I am struggling to find a way to use S3DistCp in my AWS EMR Cluster.
Some old examples which show how to add s3distcp as an EMR step use elastic-mapreduce
command which is not used anymore.
Some other sources suggest to use s3-dist-cp
command, which is not found in current EMR clusters. Even official documentation (online and EMR developer guide 2016 pdf) present an example like this:
aws emr add-steps --cluster-id j-3GYXXXXXX9IOK --steps Type=CUSTOM_JAR,Name="S3DistCp step",Jar=/home/hadoop/lib/emr-s3distcp-1.0.jar,Args=["--s3Endpoint,s3-eu-west-1.amazonaws.com","--src,s3://mybucket/logs/j-3GYXXXXXX9IOJ/node/","--dest,hdfs:///output","--srcPattern,.*[azA-Z,]+"]
But there is no lib
folder in the /home/hadoop
path. I found some hadoop libraries in this folder: /usr/lib/hadoop/lib
, but I cannot find s3distcp
from anywhere.
Then I found that there are some libraries available in some S3 buckets. For example, from this question, I found this path: s3://us-east-1.elasticmapreduce/libs/s3distcp/1.latest/s3distcp.jar
. This seemed to be a step in the right direction, as adding a new step to a running EMR cluster from the AWS interface with these parameters started the step (which it didn't with previous attempts) but failed after ~15seconds:
JAR location: s3://us-east-1.elasticmapreduce/libs/s3distcp/1.latest/s3distcp.jar
Main class: None
Arguments: --s3Endpoint s3-eu-west-1.amazonaws.com --src s3://source-bucket/scripts/ --dest hdfs:///output
Action on failure: Continue
This resulted in the following error:
Exception in thread "main" java.lang.RuntimeException: Unable to retrieve Hadoop configuration for key fs.s3n.awsAccessKeyId
at com.amazon.external.elasticmapreduce.s3distcp.ConfigurationCredentials.getConfigOrThrow(ConfigurationCredentials.java:29)

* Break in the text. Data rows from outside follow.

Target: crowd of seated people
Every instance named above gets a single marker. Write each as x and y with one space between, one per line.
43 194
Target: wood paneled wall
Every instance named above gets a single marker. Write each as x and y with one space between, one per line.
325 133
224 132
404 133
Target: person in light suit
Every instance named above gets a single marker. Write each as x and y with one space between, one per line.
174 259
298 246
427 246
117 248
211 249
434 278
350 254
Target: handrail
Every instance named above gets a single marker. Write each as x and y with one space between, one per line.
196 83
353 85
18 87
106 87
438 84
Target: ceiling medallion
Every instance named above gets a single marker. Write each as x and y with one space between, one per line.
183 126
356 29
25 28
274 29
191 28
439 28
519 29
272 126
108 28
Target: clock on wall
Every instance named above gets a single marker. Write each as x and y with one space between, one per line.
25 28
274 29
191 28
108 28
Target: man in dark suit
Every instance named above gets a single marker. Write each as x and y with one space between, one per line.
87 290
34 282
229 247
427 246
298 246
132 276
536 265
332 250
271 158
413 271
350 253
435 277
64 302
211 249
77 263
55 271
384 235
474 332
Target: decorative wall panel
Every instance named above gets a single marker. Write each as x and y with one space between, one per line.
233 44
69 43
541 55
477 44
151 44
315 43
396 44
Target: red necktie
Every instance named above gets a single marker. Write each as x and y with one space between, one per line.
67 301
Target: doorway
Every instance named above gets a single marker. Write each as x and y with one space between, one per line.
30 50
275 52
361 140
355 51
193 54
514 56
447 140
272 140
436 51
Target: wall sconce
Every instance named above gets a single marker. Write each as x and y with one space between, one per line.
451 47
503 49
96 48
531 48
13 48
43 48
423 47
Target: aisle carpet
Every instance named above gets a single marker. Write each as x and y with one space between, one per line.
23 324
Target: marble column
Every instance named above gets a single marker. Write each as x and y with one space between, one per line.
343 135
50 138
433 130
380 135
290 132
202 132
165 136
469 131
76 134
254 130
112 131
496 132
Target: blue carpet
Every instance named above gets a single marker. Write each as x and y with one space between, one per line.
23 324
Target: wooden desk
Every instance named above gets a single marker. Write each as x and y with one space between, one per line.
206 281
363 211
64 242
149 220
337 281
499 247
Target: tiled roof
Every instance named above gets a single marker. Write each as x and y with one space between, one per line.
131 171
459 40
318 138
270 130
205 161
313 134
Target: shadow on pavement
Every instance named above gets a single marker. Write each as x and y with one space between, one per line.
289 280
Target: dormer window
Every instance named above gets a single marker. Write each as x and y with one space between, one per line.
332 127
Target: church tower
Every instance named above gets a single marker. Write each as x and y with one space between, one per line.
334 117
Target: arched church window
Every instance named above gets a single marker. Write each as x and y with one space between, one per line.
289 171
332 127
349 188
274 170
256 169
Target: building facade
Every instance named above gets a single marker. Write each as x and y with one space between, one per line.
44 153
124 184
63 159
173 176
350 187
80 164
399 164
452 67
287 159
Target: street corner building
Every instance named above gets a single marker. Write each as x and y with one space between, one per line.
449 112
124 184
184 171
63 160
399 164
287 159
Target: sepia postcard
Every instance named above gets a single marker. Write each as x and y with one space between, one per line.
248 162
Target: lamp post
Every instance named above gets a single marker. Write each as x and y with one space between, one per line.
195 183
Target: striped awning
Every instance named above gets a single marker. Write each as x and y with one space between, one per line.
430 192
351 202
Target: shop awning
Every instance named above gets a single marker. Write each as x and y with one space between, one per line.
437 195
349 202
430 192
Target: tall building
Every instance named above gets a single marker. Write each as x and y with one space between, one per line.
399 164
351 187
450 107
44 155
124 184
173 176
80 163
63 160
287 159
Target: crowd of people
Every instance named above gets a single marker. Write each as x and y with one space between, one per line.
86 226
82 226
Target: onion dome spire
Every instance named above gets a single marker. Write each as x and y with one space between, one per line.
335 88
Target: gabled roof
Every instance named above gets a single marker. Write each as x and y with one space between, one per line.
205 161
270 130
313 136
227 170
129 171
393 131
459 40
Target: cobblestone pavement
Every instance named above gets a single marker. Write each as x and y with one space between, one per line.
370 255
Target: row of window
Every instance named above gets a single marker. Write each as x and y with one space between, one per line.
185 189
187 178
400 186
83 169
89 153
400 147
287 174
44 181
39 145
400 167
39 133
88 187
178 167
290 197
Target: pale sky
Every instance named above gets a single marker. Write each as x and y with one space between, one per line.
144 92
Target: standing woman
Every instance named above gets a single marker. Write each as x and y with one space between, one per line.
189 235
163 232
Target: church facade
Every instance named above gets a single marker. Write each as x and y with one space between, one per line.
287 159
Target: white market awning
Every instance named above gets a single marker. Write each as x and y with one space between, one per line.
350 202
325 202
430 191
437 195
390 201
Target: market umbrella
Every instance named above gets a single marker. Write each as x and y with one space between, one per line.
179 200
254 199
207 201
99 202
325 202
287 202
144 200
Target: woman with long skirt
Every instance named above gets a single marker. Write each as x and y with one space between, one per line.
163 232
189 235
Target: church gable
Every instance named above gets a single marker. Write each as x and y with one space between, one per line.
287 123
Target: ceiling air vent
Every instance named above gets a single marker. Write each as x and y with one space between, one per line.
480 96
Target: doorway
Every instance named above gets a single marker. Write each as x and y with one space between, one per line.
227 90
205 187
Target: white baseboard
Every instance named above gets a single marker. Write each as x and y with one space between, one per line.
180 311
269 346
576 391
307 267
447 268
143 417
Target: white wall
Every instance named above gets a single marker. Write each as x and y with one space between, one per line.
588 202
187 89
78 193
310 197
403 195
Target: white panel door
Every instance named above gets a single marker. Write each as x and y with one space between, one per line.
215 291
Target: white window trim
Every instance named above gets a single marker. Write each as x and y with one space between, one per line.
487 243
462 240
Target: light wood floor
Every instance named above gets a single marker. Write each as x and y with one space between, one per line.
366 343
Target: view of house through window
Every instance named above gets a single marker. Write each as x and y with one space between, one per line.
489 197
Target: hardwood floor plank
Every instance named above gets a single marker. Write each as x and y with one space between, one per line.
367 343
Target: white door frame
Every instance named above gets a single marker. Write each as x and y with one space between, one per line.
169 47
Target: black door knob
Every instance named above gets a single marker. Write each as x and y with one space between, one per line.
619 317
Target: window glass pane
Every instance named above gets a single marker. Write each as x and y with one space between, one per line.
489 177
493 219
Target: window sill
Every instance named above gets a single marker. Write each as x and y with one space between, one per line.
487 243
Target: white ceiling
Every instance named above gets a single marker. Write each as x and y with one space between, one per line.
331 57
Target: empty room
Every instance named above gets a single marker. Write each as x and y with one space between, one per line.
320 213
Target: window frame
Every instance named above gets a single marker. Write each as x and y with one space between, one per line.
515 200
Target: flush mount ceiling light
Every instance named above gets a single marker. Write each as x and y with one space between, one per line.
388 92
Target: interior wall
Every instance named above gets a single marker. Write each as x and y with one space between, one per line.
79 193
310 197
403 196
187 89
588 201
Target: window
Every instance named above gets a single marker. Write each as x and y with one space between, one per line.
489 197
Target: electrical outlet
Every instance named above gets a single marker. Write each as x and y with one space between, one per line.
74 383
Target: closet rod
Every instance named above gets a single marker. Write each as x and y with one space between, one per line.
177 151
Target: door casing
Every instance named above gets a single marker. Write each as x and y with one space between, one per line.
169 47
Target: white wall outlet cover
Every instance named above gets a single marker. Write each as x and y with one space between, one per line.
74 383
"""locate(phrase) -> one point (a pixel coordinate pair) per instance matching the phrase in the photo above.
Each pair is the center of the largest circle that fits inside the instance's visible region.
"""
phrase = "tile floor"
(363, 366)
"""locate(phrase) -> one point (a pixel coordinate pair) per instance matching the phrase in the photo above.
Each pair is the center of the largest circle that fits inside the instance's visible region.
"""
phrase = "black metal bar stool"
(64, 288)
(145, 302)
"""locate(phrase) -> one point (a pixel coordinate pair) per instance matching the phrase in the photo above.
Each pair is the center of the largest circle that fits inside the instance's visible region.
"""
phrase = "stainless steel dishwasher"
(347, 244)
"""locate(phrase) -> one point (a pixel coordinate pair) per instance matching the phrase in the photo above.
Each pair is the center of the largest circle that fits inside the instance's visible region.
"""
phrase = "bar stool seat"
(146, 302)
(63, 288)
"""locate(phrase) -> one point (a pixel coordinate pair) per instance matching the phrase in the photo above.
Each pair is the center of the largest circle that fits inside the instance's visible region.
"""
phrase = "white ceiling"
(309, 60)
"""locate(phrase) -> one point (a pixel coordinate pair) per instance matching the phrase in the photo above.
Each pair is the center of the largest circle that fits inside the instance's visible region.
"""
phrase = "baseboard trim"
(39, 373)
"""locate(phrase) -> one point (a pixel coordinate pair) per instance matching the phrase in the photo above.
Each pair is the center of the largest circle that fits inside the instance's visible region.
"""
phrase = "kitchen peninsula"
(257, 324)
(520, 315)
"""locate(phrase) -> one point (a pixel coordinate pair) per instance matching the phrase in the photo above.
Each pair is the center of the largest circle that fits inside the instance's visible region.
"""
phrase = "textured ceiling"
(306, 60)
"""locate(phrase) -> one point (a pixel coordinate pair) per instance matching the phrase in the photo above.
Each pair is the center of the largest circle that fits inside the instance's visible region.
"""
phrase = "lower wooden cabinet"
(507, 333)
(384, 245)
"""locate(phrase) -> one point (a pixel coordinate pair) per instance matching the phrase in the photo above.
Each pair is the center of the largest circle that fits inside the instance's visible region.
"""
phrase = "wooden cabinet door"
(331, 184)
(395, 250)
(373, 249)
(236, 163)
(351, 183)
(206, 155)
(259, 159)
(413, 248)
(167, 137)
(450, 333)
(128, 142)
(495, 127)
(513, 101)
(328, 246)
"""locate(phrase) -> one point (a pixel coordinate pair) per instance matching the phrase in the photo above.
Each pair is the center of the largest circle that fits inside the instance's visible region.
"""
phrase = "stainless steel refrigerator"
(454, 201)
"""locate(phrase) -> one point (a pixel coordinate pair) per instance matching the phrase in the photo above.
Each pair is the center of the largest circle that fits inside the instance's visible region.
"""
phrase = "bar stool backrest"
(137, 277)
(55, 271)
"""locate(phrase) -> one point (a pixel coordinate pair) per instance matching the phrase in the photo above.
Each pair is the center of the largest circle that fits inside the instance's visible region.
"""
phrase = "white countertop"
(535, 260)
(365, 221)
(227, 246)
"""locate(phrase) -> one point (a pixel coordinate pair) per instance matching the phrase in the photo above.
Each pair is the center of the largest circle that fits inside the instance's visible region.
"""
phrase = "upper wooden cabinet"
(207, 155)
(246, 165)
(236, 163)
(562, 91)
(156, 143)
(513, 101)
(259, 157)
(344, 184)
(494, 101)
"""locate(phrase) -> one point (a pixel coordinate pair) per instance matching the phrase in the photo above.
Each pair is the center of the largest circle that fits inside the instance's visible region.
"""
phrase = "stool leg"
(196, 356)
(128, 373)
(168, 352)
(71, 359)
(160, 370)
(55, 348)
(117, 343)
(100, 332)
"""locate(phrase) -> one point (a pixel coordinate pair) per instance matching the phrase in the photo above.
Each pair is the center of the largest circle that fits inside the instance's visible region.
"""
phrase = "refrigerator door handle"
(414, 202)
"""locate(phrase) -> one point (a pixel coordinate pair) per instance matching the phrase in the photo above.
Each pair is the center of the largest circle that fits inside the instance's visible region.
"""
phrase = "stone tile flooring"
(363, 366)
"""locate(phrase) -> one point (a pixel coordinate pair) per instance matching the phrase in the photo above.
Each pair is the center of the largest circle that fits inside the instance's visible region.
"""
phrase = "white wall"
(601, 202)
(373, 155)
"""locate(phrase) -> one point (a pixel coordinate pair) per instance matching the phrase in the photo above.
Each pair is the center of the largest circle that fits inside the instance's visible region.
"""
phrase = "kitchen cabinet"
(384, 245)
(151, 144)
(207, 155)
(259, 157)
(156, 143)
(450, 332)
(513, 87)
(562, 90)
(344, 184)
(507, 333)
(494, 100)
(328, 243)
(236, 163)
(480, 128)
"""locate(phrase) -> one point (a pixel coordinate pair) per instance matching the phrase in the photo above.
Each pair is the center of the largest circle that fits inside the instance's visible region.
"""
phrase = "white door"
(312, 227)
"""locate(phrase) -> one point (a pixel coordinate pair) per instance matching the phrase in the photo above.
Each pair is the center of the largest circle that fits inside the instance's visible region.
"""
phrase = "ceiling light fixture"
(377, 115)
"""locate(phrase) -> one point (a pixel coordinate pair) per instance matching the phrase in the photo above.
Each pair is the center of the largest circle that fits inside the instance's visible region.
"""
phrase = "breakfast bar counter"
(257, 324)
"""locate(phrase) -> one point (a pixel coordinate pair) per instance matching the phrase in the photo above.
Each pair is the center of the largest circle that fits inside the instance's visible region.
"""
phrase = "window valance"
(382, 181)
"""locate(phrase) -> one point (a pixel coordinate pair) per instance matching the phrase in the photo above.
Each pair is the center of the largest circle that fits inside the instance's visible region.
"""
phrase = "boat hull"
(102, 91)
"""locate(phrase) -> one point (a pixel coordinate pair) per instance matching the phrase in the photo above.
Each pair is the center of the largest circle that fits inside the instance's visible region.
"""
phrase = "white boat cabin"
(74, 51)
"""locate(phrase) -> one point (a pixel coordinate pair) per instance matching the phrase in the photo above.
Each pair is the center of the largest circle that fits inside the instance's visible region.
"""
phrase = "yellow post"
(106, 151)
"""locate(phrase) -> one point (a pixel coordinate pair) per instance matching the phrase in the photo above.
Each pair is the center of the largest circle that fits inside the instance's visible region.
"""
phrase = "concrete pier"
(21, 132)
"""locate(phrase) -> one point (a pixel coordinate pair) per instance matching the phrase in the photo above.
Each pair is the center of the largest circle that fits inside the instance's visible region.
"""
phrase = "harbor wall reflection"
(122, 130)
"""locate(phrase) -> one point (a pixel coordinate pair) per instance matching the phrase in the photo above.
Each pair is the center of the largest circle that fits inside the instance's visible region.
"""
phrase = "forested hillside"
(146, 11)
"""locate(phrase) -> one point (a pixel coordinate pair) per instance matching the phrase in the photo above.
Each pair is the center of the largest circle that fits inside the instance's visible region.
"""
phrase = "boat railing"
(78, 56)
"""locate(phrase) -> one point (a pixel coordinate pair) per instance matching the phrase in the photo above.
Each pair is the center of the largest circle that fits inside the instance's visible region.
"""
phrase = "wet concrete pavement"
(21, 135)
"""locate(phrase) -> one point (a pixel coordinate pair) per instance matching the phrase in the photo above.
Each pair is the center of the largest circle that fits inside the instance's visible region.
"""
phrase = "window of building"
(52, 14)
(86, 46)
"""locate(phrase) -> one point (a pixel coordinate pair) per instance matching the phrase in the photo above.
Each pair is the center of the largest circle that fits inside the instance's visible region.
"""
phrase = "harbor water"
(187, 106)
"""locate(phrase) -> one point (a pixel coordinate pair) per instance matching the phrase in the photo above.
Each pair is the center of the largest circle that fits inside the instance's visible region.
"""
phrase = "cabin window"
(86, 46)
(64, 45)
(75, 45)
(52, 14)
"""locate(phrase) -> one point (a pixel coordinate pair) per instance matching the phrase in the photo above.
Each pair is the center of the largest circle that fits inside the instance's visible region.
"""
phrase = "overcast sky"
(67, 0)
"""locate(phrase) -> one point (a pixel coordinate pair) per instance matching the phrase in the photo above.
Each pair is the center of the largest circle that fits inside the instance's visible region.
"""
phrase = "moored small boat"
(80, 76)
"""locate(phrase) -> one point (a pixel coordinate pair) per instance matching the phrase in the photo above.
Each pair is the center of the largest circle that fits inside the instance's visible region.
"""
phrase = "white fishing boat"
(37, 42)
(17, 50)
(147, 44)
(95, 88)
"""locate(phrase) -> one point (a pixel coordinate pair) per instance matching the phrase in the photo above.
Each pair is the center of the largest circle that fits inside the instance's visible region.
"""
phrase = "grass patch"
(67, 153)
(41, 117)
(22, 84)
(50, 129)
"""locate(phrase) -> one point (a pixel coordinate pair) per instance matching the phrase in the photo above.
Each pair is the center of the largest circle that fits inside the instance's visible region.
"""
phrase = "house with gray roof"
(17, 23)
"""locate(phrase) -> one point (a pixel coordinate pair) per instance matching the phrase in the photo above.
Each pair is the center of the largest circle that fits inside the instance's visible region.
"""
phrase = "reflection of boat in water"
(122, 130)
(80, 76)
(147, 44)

at com.amazon.external.elasticmapreduce.s3distcp.ConfigurationCredentials.<init>(ConfigurationCredentials.java:35)
at com.amazon.external.elasticmapreduce.s3distcp.S3DistCp.createInputFileListS3(S3DistCp.java:85)
at com.amazon.external.elasticmapreduce.s3distcp.S3DistCp.createInputFileList(S3DistCp.java:60)
at com.amazon.external.elasticmapreduce.s3distcp.S3DistCp.run(S3DistCp.java:529)
at com.amazon.external.elasticmapreduce.s3distcp.S3DistCp.run(S3DistCp.java:216)
at org.apache.hadoop.util.ToolRunner.run(ToolRunner.java:70)
at org.apache.hadoop.util.ToolRunner.run(ToolRunner.java:84)
at com.amazon.external.elasticmapreduce.s3distcp.Main.main(Main.java:12)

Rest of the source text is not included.